Włoski Autostrade objął za 68 mln zł 21,7 proc. akcji Stalexportu. W połowie 2007 r. będzie miał ponad 50 proc. akcji katowickiej firmy.
Po zapowiedziach przyszedł czas na realizację. Od wczoraj włoski inwestor Autostrade, jeden z największych graczy na rynku autostradowym w Europie, ma 21,7 proc. akcji katowickiej spółki. Tym samym został głównym akcjonariuszem firmy specjalizującej się w handlu wyrobami hutniczymi oraz w działalności autostradowej, poprzez Stalexport Autostrada Małopolska. We wrześniu Włosi zamierzają wprowadzić swoich przedstawicieli do rady nadzorczej, dlatego też należy oczekiwać zwołania NWZA.

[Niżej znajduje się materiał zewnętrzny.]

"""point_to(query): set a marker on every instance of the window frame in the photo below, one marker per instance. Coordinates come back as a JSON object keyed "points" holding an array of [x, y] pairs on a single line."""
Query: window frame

Emil Wąsacz, prezes Stalexportu, na razie nie chce ujawniać szczegółów w tym zakresie.
— Mogę powiedzieć, że do połowy przyszłego roku zostanie ponownie podniesiony kapitał spółki. Akcje nowej emisji będą adresowane do naszego zagranicznego inwestora, chodzi o około 180 mln zł — ujawnia prezes Wąsacz.
W efekcie w połowie 2007 r. Autostrade będzie mieć ponad 50 proc. akcji śląskiej firmy. Spółka notowana na giełdzie w Mediolanie już wcześniej współpracowała ze Stalexportem. Razem startują w dwóch przetargach na użytkowanie autostrad Stryków — Pyrzowice i Stryków — Konotopa.
Jednocześnie trwają poszukiwania kupca działalności hutniczej Stalexportu.
— Pozyskaniem inwestora w naszym imieniu zajmuje się KPMG. Wkrótce przygotujemy memorandum. Oczekujemy, że będzie to firma, której nasza sieć handlowa wpisze się w strategię i zyskają na tym nasi dotychczasowi kontrahenci — mówi Emil Wąsacz.
Na sprzedaż zostanie wystawiona zorganizowana część przedsiębiorstwa, w której skład wchodzą nieruchomości, kilkanaście hurtowni hutniczych w całym kraju oraz spółki zależne Stalexport Serwis-Centrum Katowice i Stal- export Lublin.
— Liczymy, że do końca roku sprawę zamkniemy — ocenia Emil Wąsacz.